Sentences and phrases form the syntactic level of the language system. The sentence is one of the main categories of syntax. It is contrasted with words and phrases in terms of formal organization, linguistic meaning and functions. A sentence is characterized by an intonation structure - the intonation of the end of the sentence, completeness or incompleteness; intonation of message, question, motivation. A special emotional connotation, which is conveyed by intonation, can turn any sentence into an exclamation.

Sentences can be simple or complex.

A simple sentence can be two-part, having a subject group and a predicate group, and one-part, having only a predicate group or only a subject group; may be common or uncommon; may be complicated, containing homogeneous members, circulation, introductory, plug-in construction, separate turnover.

A simple two-part unextended sentence is divided into a subject and a predicate, an extended one into a subject group and a predicate group; but in speech, oral and written, there is a semantic division of the sentence, which in most cases does not coincide with the syntactic division.
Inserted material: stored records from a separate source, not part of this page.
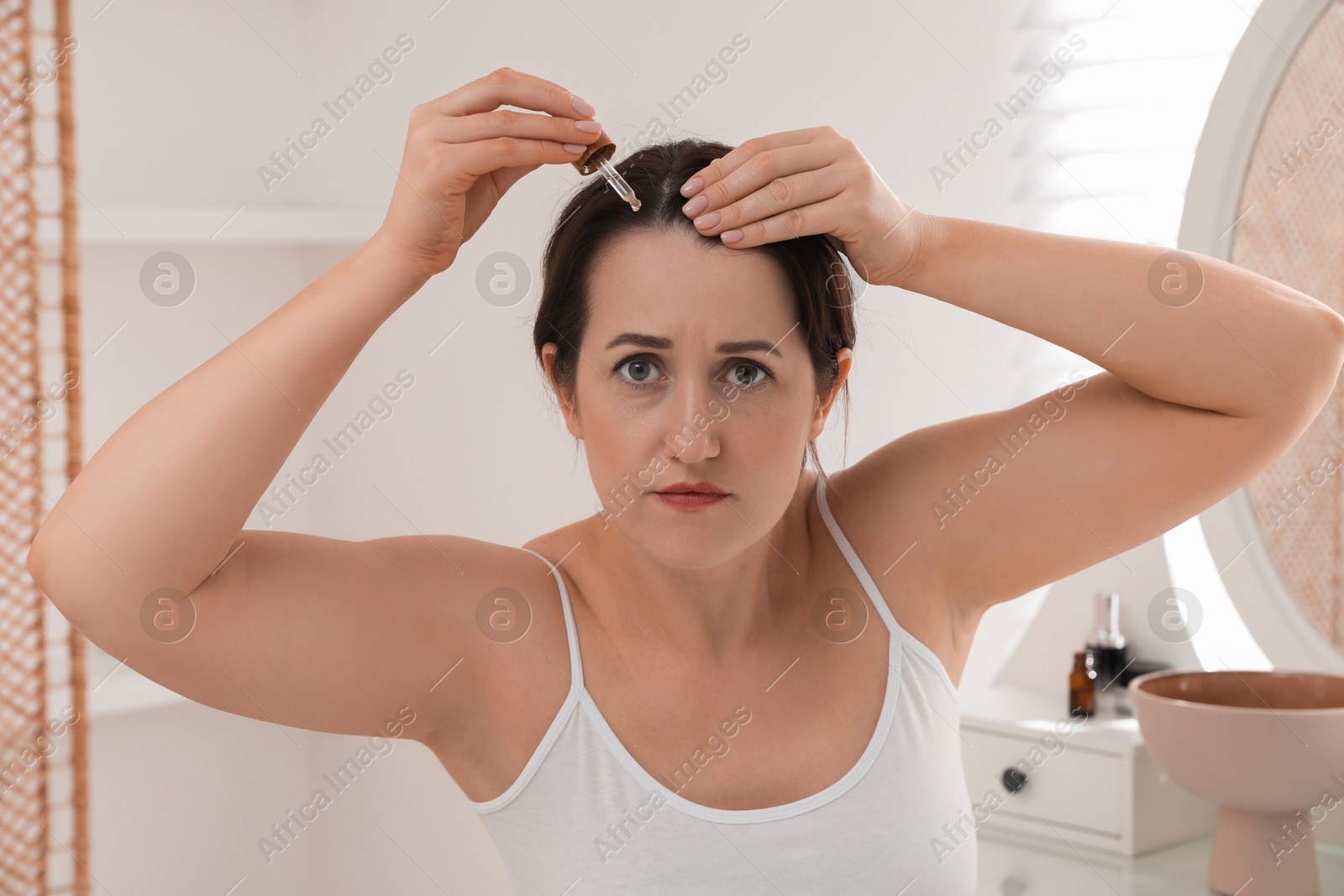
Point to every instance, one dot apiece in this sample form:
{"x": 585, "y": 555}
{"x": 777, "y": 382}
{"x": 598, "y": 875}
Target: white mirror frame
{"x": 1213, "y": 203}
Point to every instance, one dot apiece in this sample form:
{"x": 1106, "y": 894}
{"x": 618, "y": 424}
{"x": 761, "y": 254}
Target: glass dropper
{"x": 618, "y": 183}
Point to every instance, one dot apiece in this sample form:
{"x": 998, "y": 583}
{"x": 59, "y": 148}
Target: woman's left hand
{"x": 796, "y": 183}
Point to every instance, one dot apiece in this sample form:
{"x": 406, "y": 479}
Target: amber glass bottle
{"x": 1082, "y": 696}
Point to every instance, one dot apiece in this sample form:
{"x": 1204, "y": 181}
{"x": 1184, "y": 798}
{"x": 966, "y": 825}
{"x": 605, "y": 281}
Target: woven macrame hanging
{"x": 44, "y": 815}
{"x": 1292, "y": 230}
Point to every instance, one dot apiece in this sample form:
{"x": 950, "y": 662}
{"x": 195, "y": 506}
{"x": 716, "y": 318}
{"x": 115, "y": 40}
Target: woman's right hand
{"x": 463, "y": 154}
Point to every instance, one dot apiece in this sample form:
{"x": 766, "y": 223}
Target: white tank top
{"x": 584, "y": 819}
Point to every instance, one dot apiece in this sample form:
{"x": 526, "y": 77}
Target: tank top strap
{"x": 875, "y": 595}
{"x": 570, "y": 631}
{"x": 853, "y": 559}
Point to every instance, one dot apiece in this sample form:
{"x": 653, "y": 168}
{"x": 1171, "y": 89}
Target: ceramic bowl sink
{"x": 1268, "y": 747}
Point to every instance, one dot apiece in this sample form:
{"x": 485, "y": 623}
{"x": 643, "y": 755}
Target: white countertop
{"x": 1011, "y": 867}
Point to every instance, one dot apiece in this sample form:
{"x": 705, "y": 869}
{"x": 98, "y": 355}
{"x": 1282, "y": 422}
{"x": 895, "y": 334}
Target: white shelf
{"x": 219, "y": 224}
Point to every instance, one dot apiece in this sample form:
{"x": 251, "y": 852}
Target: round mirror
{"x": 1265, "y": 194}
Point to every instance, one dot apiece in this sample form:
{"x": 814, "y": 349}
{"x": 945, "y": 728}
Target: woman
{"x": 738, "y": 676}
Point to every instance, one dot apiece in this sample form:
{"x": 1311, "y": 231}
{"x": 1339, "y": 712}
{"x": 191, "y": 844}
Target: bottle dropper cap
{"x": 598, "y": 157}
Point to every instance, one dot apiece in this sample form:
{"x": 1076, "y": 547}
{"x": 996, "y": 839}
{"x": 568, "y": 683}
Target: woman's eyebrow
{"x": 644, "y": 340}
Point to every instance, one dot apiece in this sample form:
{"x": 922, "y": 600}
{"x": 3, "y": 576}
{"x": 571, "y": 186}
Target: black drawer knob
{"x": 1014, "y": 779}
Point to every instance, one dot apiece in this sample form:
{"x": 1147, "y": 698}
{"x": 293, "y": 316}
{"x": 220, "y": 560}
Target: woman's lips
{"x": 690, "y": 500}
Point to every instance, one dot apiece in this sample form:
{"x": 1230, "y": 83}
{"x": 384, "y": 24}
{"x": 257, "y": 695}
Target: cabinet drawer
{"x": 1066, "y": 785}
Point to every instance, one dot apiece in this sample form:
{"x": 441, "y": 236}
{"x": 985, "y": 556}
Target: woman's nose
{"x": 690, "y": 434}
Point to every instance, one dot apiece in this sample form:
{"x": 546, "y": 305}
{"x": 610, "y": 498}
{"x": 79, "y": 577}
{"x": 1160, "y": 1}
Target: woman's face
{"x": 694, "y": 369}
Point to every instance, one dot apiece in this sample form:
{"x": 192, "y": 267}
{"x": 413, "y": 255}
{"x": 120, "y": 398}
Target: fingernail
{"x": 582, "y": 107}
{"x": 696, "y": 206}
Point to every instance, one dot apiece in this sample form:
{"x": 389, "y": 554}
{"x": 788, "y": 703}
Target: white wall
{"x": 181, "y": 102}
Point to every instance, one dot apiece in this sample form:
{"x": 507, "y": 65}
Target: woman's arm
{"x": 165, "y": 497}
{"x": 296, "y": 629}
{"x": 1200, "y": 396}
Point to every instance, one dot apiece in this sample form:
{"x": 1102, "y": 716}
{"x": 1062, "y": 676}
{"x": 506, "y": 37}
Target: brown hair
{"x": 595, "y": 217}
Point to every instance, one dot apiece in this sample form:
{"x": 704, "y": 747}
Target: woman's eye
{"x": 642, "y": 371}
{"x": 743, "y": 375}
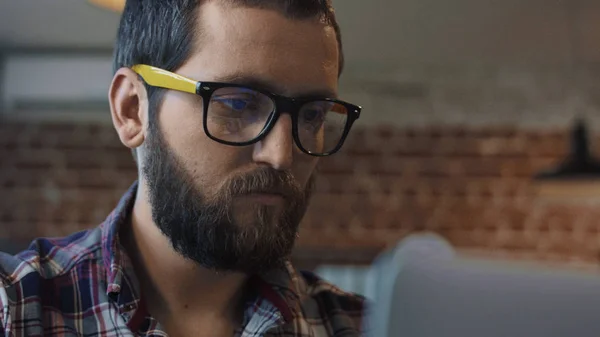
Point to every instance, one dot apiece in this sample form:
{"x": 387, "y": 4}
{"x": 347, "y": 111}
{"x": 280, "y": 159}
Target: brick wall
{"x": 471, "y": 185}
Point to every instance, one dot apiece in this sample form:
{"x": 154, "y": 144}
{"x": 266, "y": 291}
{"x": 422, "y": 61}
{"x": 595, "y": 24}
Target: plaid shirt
{"x": 84, "y": 284}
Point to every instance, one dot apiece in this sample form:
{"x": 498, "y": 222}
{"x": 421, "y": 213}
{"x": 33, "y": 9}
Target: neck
{"x": 175, "y": 288}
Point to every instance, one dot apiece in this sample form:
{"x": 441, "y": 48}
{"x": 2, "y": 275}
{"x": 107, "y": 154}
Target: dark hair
{"x": 162, "y": 33}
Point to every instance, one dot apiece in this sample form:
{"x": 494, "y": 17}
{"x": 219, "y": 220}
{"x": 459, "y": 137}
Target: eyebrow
{"x": 265, "y": 85}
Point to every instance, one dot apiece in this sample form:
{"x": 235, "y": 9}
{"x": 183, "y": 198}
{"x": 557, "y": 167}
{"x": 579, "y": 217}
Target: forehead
{"x": 293, "y": 55}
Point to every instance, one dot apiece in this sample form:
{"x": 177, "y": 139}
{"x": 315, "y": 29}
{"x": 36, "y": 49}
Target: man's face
{"x": 238, "y": 208}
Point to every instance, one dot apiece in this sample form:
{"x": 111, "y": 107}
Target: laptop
{"x": 425, "y": 289}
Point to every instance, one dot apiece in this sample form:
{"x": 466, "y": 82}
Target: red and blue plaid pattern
{"x": 84, "y": 285}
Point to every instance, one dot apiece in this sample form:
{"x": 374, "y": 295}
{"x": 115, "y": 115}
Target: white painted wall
{"x": 68, "y": 78}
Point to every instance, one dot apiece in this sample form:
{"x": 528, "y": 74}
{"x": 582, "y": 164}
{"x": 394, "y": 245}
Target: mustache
{"x": 264, "y": 180}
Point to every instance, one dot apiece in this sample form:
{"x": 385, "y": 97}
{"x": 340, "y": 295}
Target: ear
{"x": 128, "y": 107}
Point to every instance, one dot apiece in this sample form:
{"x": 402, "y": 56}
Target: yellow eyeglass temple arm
{"x": 157, "y": 77}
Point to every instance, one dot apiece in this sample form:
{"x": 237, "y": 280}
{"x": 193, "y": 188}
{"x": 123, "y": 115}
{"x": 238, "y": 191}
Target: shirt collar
{"x": 283, "y": 287}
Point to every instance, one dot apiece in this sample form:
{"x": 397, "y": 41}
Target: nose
{"x": 277, "y": 148}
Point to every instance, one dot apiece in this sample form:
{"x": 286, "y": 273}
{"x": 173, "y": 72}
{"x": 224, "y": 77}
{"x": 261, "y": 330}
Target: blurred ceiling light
{"x": 113, "y": 5}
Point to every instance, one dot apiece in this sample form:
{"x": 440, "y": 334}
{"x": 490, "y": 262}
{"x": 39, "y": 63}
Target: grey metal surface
{"x": 454, "y": 297}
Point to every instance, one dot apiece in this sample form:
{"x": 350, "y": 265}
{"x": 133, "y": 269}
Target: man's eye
{"x": 235, "y": 103}
{"x": 313, "y": 116}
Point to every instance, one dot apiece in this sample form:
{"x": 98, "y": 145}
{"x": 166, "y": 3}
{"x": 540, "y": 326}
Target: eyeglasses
{"x": 239, "y": 115}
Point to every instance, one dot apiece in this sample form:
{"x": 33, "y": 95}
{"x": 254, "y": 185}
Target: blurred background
{"x": 465, "y": 103}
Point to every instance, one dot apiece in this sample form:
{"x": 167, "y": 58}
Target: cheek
{"x": 305, "y": 167}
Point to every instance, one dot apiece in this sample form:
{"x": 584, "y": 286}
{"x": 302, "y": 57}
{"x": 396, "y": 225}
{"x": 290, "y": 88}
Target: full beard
{"x": 209, "y": 230}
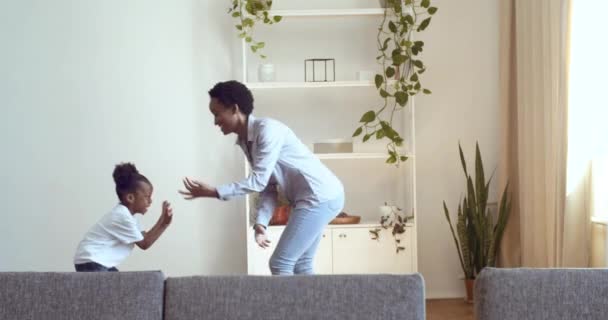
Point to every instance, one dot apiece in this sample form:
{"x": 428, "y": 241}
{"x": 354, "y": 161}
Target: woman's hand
{"x": 197, "y": 189}
{"x": 260, "y": 236}
{"x": 166, "y": 215}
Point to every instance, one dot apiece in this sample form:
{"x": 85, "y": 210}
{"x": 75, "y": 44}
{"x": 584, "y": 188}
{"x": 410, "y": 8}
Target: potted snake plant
{"x": 477, "y": 236}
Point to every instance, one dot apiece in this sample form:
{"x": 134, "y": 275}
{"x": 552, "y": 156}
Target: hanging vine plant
{"x": 401, "y": 70}
{"x": 247, "y": 13}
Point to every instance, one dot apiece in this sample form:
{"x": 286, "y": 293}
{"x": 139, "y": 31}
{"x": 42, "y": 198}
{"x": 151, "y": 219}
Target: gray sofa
{"x": 148, "y": 295}
{"x": 552, "y": 294}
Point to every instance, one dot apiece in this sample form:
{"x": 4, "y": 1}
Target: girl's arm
{"x": 161, "y": 225}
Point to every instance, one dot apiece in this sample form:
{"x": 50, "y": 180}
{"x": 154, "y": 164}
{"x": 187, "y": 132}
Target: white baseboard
{"x": 445, "y": 295}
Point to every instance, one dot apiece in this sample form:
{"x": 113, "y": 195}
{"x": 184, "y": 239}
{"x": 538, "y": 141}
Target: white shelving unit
{"x": 344, "y": 248}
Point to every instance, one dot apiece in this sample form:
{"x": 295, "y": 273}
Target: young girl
{"x": 111, "y": 239}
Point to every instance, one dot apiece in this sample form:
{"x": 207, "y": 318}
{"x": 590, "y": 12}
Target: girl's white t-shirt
{"x": 111, "y": 239}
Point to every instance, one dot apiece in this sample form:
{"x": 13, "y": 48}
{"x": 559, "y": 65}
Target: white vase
{"x": 266, "y": 72}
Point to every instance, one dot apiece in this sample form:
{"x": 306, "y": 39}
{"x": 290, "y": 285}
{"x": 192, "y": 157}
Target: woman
{"x": 277, "y": 158}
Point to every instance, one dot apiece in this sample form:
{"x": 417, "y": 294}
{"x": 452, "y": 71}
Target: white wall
{"x": 462, "y": 54}
{"x": 87, "y": 84}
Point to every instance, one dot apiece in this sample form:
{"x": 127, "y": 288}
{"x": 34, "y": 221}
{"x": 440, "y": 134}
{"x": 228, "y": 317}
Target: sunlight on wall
{"x": 588, "y": 106}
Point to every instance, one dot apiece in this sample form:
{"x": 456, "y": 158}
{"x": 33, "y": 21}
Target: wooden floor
{"x": 449, "y": 309}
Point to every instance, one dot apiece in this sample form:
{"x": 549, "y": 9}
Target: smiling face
{"x": 225, "y": 117}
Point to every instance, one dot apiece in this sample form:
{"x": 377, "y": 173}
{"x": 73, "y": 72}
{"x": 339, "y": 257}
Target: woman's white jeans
{"x": 298, "y": 245}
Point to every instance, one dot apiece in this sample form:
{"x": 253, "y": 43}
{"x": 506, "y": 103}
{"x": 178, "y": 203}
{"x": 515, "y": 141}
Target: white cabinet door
{"x": 259, "y": 258}
{"x": 354, "y": 252}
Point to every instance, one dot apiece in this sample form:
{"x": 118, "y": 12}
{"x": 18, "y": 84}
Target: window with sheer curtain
{"x": 588, "y": 103}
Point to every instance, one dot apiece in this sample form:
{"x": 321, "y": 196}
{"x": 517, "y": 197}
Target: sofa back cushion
{"x": 572, "y": 294}
{"x": 295, "y": 297}
{"x": 82, "y": 295}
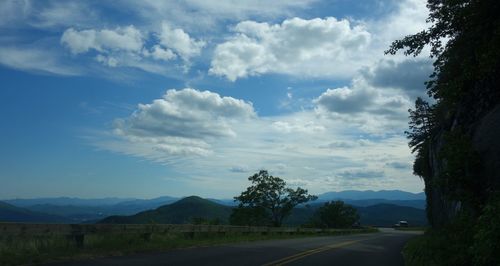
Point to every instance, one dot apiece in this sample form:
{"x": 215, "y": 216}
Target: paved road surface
{"x": 382, "y": 248}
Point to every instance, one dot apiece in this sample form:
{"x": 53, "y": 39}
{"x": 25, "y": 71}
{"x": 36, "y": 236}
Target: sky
{"x": 151, "y": 98}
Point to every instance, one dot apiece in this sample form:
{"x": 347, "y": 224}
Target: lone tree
{"x": 268, "y": 200}
{"x": 336, "y": 214}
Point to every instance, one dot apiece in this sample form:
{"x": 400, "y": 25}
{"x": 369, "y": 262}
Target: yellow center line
{"x": 306, "y": 253}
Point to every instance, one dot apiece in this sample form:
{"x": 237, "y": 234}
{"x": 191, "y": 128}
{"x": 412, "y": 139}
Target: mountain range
{"x": 76, "y": 210}
{"x": 188, "y": 209}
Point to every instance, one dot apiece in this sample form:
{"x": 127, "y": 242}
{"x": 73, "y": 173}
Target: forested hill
{"x": 456, "y": 139}
{"x": 187, "y": 210}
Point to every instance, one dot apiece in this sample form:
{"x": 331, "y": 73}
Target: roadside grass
{"x": 415, "y": 228}
{"x": 50, "y": 248}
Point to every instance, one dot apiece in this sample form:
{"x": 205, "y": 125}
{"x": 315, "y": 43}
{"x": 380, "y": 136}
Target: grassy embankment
{"x": 38, "y": 249}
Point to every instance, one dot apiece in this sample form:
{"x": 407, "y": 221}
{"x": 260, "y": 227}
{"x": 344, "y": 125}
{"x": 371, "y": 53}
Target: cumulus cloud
{"x": 347, "y": 100}
{"x": 35, "y": 59}
{"x": 127, "y": 39}
{"x": 159, "y": 53}
{"x": 183, "y": 120}
{"x": 179, "y": 41}
{"x": 408, "y": 75}
{"x": 315, "y": 47}
{"x": 127, "y": 46}
{"x": 360, "y": 174}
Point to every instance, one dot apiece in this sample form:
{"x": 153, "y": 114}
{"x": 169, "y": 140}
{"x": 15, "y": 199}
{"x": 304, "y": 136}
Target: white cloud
{"x": 35, "y": 59}
{"x": 180, "y": 41}
{"x": 160, "y": 53}
{"x": 126, "y": 39}
{"x": 315, "y": 47}
{"x": 183, "y": 121}
{"x": 205, "y": 135}
{"x": 210, "y": 15}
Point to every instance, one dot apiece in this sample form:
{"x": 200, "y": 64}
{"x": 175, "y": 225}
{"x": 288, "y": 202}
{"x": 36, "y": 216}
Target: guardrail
{"x": 77, "y": 232}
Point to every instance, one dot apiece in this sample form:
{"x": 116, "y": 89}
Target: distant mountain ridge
{"x": 187, "y": 209}
{"x": 370, "y": 194}
{"x": 179, "y": 212}
{"x": 76, "y": 210}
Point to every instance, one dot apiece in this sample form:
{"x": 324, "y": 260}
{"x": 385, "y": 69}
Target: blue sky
{"x": 151, "y": 98}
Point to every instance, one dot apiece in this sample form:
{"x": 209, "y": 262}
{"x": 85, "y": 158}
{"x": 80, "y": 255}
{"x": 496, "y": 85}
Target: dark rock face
{"x": 486, "y": 141}
{"x": 485, "y": 135}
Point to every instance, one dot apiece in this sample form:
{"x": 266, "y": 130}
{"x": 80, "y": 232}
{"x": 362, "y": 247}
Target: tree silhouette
{"x": 269, "y": 196}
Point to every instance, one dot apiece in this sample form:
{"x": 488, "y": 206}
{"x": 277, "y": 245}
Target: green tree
{"x": 270, "y": 198}
{"x": 420, "y": 125}
{"x": 336, "y": 214}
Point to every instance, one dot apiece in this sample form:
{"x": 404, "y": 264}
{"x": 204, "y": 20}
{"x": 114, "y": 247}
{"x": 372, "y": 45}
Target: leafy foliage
{"x": 270, "y": 194}
{"x": 464, "y": 37}
{"x": 336, "y": 214}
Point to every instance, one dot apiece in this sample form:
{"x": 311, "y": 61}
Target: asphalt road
{"x": 382, "y": 248}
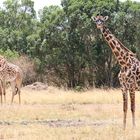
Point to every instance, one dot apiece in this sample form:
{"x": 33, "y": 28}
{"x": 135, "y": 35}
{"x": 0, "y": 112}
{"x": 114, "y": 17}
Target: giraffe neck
{"x": 124, "y": 56}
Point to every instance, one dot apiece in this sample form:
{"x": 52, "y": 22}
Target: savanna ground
{"x": 56, "y": 114}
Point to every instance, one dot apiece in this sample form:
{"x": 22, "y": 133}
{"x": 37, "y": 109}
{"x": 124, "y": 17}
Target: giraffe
{"x": 10, "y": 73}
{"x": 13, "y": 74}
{"x": 129, "y": 74}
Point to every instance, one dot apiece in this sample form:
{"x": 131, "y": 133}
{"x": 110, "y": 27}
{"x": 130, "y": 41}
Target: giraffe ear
{"x": 93, "y": 18}
{"x": 105, "y": 18}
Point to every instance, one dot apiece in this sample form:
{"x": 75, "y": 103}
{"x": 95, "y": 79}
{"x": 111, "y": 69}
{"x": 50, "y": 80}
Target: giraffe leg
{"x": 132, "y": 98}
{"x": 1, "y": 91}
{"x": 19, "y": 97}
{"x": 4, "y": 91}
{"x": 13, "y": 85}
{"x": 125, "y": 106}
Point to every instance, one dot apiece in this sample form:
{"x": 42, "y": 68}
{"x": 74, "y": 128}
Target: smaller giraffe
{"x": 13, "y": 74}
{"x": 10, "y": 73}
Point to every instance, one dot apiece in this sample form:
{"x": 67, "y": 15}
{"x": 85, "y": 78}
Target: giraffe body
{"x": 13, "y": 74}
{"x": 129, "y": 75}
{"x": 10, "y": 73}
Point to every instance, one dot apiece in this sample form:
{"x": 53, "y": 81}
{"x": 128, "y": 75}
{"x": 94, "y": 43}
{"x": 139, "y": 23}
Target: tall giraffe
{"x": 10, "y": 73}
{"x": 129, "y": 74}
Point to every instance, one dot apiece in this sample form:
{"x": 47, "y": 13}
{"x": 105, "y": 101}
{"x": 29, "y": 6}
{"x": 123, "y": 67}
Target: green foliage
{"x": 10, "y": 55}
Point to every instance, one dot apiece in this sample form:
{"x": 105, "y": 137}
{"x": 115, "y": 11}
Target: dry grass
{"x": 56, "y": 114}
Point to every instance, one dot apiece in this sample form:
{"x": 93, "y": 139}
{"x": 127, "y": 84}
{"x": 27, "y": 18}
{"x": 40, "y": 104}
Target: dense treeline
{"x": 63, "y": 41}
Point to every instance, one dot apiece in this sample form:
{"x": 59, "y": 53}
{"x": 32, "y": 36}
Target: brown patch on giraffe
{"x": 122, "y": 53}
{"x": 107, "y": 38}
{"x": 118, "y": 48}
{"x": 116, "y": 53}
{"x": 114, "y": 42}
{"x": 122, "y": 62}
{"x": 105, "y": 34}
{"x": 111, "y": 45}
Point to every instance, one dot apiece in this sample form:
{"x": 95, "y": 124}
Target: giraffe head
{"x": 99, "y": 20}
{"x": 3, "y": 63}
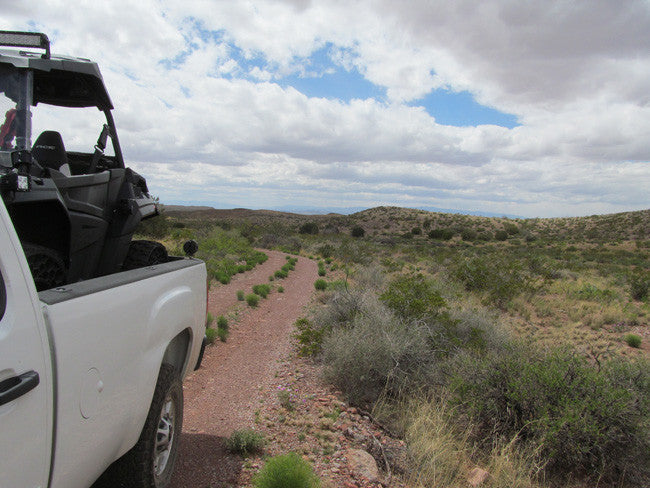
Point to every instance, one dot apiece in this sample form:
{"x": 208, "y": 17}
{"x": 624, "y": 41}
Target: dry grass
{"x": 443, "y": 454}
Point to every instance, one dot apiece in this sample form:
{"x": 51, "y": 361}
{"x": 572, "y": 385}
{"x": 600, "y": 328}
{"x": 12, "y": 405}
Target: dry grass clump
{"x": 443, "y": 453}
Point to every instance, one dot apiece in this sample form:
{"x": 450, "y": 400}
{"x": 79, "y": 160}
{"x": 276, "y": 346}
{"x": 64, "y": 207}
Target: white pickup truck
{"x": 90, "y": 372}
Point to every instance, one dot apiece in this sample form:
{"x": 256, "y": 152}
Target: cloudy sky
{"x": 514, "y": 107}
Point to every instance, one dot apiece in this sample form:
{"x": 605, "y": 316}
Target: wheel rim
{"x": 165, "y": 436}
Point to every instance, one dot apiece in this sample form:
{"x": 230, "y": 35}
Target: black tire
{"x": 150, "y": 463}
{"x": 46, "y": 265}
{"x": 144, "y": 253}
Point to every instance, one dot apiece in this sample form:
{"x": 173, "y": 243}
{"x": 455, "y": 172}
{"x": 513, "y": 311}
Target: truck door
{"x": 26, "y": 408}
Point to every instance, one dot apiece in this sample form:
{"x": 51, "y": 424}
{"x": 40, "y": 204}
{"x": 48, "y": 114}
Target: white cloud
{"x": 574, "y": 73}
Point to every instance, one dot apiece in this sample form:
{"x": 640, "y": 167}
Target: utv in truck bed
{"x": 75, "y": 212}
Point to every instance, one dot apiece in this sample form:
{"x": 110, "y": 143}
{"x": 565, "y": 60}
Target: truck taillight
{"x": 207, "y": 300}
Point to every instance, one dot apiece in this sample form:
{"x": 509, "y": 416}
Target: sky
{"x": 528, "y": 108}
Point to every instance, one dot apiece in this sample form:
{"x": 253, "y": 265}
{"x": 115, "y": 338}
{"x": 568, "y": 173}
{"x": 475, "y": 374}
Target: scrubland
{"x": 520, "y": 346}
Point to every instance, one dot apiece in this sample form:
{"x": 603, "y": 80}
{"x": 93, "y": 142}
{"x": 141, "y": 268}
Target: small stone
{"x": 477, "y": 477}
{"x": 362, "y": 464}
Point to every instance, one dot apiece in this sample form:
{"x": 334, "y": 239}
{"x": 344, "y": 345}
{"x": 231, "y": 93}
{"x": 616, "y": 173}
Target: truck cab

The proposal is divided into the initial part of the message - the “given” and what is stated in it, the “new” - the core of the message. The core of a message or statement is highlighted by logical stress, word order, and ends the sentence. For example, in the sentence The hailstorm predicted the day before broke out in the morning, the initial part (“given”) is the hailstorm predicted the day before broke out, and the core of the message (“new”) appears in the morning, the logical emphasis falls on it.

A complex sentence combines two or more simple ones. Depending on the means by which the parts of a complex sentence are connected, compound, complex and non-conjunct complex sentences are distinguished.